Exhibitor tech upgrades
Behind-the-scenes technology will also allow exhibitors to track attendee movements while in their booth, enabling exhibitors to take a deeper dive into what attracts show goers.
Instead of a bar code, the 2017 show badges will have QR codes containing the attendee’s contact information, which can then be scanned by exhibitors. “This will give us cloud-based, real-time information,” says Wuesthoff.
The show badges will also have an additional piece of technology: a Scrabble-piece size Bluetooth Low Energy (BLE) device called an “eventBit,” using a technology similar to that used in Fitbits. “This gives exhibitors a new way to understand attendee behaviors,” says Mike Godsey with Experient, the ConExpo partner behind eventBit.
In essence, the badge becomes a wearable beacon, sending a continuous signal with an ID number. Because of personal privacy concerns, Godsey is quick to point out that only the demographics of the badgeholder—such as that person’s position and the type of construction they are in—can be read by cellular-powered hubs that exhibitors may choose to place in their booths. If the QR reader in the front of the badge is scanned, the remaining contact information becomes part of an exhibitor’s lead-retrieval process.
The eventBit information is designed to show booth traffic flow statistics. Exhibitors can put a hub on a piece of equipment or in a demonstration area, for example, and get information on what types of buyers are attracted to that particular machine or demonstration.
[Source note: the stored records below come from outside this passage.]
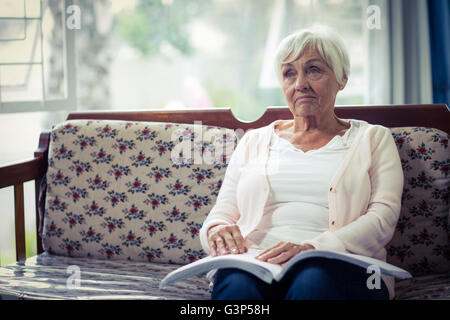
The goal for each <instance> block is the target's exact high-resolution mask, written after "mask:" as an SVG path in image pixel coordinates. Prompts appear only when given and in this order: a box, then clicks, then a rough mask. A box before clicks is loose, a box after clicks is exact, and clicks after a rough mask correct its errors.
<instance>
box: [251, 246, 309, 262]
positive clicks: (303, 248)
mask: <svg viewBox="0 0 450 320" xmlns="http://www.w3.org/2000/svg"><path fill="white" fill-rule="evenodd" d="M311 249H315V248H314V247H313V246H312V245H310V244H295V243H292V242H284V241H280V242H278V243H277V244H276V245H274V246H273V247H271V248H268V249H266V250H264V251H263V252H260V253H259V254H258V255H257V256H256V257H255V258H256V259H258V260H261V261H265V262H269V263H276V264H281V265H284V264H285V263H286V262H287V261H288V260H289V259H291V258H292V257H293V256H295V255H296V254H298V253H300V252H302V251H305V250H311Z"/></svg>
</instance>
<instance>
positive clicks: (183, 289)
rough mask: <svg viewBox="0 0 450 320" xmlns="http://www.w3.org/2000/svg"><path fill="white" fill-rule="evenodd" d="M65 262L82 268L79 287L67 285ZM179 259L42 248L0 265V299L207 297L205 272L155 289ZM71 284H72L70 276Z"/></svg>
mask: <svg viewBox="0 0 450 320" xmlns="http://www.w3.org/2000/svg"><path fill="white" fill-rule="evenodd" d="M69 266H78V267H79V269H80V279H81V280H80V286H79V289H70V288H68V286H67V283H68V279H69V277H71V276H73V272H68V269H67V268H68V267H69ZM179 267H180V265H177V264H169V263H146V262H132V261H126V262H124V261H118V260H100V259H92V258H71V257H65V256H57V255H51V254H48V253H42V254H40V255H37V256H33V257H30V258H28V259H26V260H25V261H22V262H16V263H14V264H10V265H7V266H4V267H1V268H0V299H4V300H7V299H51V300H55V299H65V300H66V299H75V300H108V299H121V300H124V299H125V300H126V299H133V300H139V299H149V300H165V299H168V300H181V299H190V300H205V299H209V298H210V291H209V281H208V280H207V279H206V277H200V276H199V277H192V278H189V279H186V280H185V281H180V282H178V283H177V284H176V285H174V286H170V287H168V288H166V289H159V287H158V286H159V282H160V280H161V279H162V278H163V277H164V276H165V275H166V274H167V273H169V272H170V271H172V270H175V269H176V268H179ZM69 284H73V281H72V282H71V281H70V280H69Z"/></svg>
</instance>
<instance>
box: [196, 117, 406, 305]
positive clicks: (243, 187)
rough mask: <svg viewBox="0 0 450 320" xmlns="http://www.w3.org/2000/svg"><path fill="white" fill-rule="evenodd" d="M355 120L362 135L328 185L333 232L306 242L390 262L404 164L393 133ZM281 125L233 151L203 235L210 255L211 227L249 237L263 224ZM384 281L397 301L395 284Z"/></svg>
mask: <svg viewBox="0 0 450 320" xmlns="http://www.w3.org/2000/svg"><path fill="white" fill-rule="evenodd" d="M343 120H347V119H343ZM347 121H348V120H347ZM353 121H357V122H359V124H360V125H359V129H358V133H357V135H356V137H355V139H354V141H353V143H352V145H351V146H350V149H349V150H348V152H347V154H346V156H345V158H344V159H343V161H342V163H341V165H340V167H339V169H338V170H337V172H336V174H335V175H334V176H333V178H332V179H331V183H330V186H329V187H330V188H329V190H330V191H329V192H328V205H329V230H328V231H325V232H323V233H321V234H319V235H318V236H317V237H315V238H313V239H310V240H306V241H303V243H309V244H311V245H313V246H314V247H315V248H316V249H321V250H331V251H341V252H350V253H355V254H360V255H365V256H369V257H373V258H377V259H380V260H383V261H386V250H385V249H384V247H385V246H386V245H387V244H388V243H389V241H390V240H391V239H392V236H393V234H394V231H395V226H396V224H397V220H398V217H399V214H400V208H401V196H402V191H403V170H402V166H401V161H400V157H399V154H398V151H397V147H396V145H395V141H394V139H393V138H392V135H391V132H390V130H389V129H388V128H386V127H383V126H380V125H372V124H369V123H367V122H366V121H363V120H353ZM276 122H277V121H274V122H272V123H271V124H269V125H268V126H265V127H262V128H258V129H254V130H250V131H248V132H247V133H246V134H245V135H244V137H243V138H242V139H241V140H240V141H239V143H238V145H237V147H236V149H235V151H234V152H233V155H232V157H231V159H230V162H229V164H228V168H227V171H226V173H225V177H224V181H223V183H222V187H221V189H220V191H219V194H218V197H217V201H216V204H215V205H214V207H213V208H212V210H211V212H210V213H209V215H208V217H207V218H206V220H205V221H204V223H203V226H202V229H201V230H200V241H201V244H202V247H203V248H204V250H205V251H206V252H207V253H209V246H208V241H207V236H206V231H207V230H208V228H209V227H210V226H212V225H214V224H217V223H225V224H237V225H238V226H239V228H240V231H241V233H242V236H243V237H244V238H245V237H246V236H247V235H248V234H249V233H250V232H251V231H252V230H254V229H255V227H256V226H257V225H258V223H259V221H260V219H261V217H262V214H263V211H264V206H265V203H266V201H267V198H268V195H269V187H268V180H267V175H268V174H271V173H273V172H274V171H273V170H277V166H276V165H273V164H272V165H271V166H267V160H268V155H269V147H270V146H271V143H273V141H275V140H274V139H275V138H276V137H275V135H276V133H275V131H274V126H275V123H276ZM368 276H369V275H368ZM382 277H383V279H384V280H385V282H386V285H387V287H388V289H389V296H390V298H391V299H392V298H393V297H394V279H392V278H390V277H385V276H382Z"/></svg>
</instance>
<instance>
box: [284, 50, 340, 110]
mask: <svg viewBox="0 0 450 320" xmlns="http://www.w3.org/2000/svg"><path fill="white" fill-rule="evenodd" d="M281 74H282V89H283V92H284V95H285V96H286V101H287V103H288V106H289V109H290V110H291V112H292V114H293V115H294V116H295V117H298V116H300V117H306V116H314V115H318V114H321V113H324V112H333V108H334V102H335V99H336V94H337V93H338V91H339V90H342V89H343V88H344V87H345V84H346V82H347V80H345V81H344V83H343V86H342V88H341V87H340V85H339V84H338V82H337V80H336V76H335V75H334V72H333V70H332V69H331V68H330V67H328V65H327V63H326V62H325V61H324V60H323V59H322V58H321V57H320V55H319V54H318V53H317V52H316V51H315V50H314V49H312V50H311V49H310V48H309V47H307V48H306V49H305V50H304V52H303V53H302V55H301V56H300V57H299V58H298V59H297V60H295V61H293V62H291V63H286V64H283V65H282V67H281Z"/></svg>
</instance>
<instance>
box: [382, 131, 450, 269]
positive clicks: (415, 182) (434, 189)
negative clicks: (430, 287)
mask: <svg viewBox="0 0 450 320" xmlns="http://www.w3.org/2000/svg"><path fill="white" fill-rule="evenodd" d="M391 131H392V136H393V137H394V140H395V142H396V144H397V147H398V151H399V154H400V158H401V162H402V166H403V172H404V177H405V180H404V181H405V182H404V189H403V196H402V209H401V213H400V218H399V221H398V223H397V227H396V231H395V234H394V237H393V239H392V241H391V242H390V243H389V245H388V246H387V251H388V261H389V262H391V263H393V264H395V265H397V266H399V267H403V268H405V269H407V270H408V271H410V272H411V274H413V275H415V276H418V275H423V274H431V273H441V272H448V271H450V269H449V258H450V256H449V232H450V229H449V219H450V205H449V200H450V199H449V198H450V197H449V195H450V172H449V169H450V152H449V148H448V138H449V136H448V134H446V133H445V132H443V131H440V130H438V129H430V128H421V127H402V128H392V129H391Z"/></svg>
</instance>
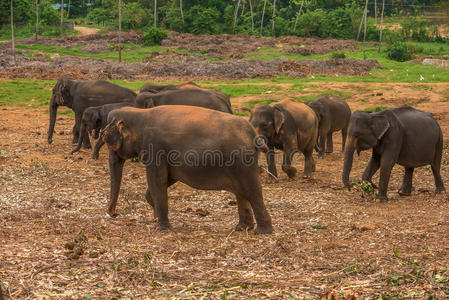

These time-stamped analytics will show such things as aisle traffic (who passed by), booth traffic (those who stay in the booth for a certain time) and dwell time (how long people stayed in a booth). “It’s also a way for exhibitors to sort leads,” Godfrey says. “If a lead has stayed in the booth for a certain time, you know they were interested.”
And what about those privacy concerns? “We make sure all attendees know about it,” Godfrey says. “We’ve used it in four shows so far, and we’ve seen only 1 to 2 percent of attendees at those shows remove it.” Although this feature will not be available at ConExpo, Godfrey says attendees could also make use of this technology to view a post-event map of where they went on the show floor, which might come in handy when sorting out the information overload they face afterwards.
ConExpo-Con/Agg, taking place March 7-11, will have 300,000 square feet more of exhibit space than the 2014 show, totalling 2.56 million square feet.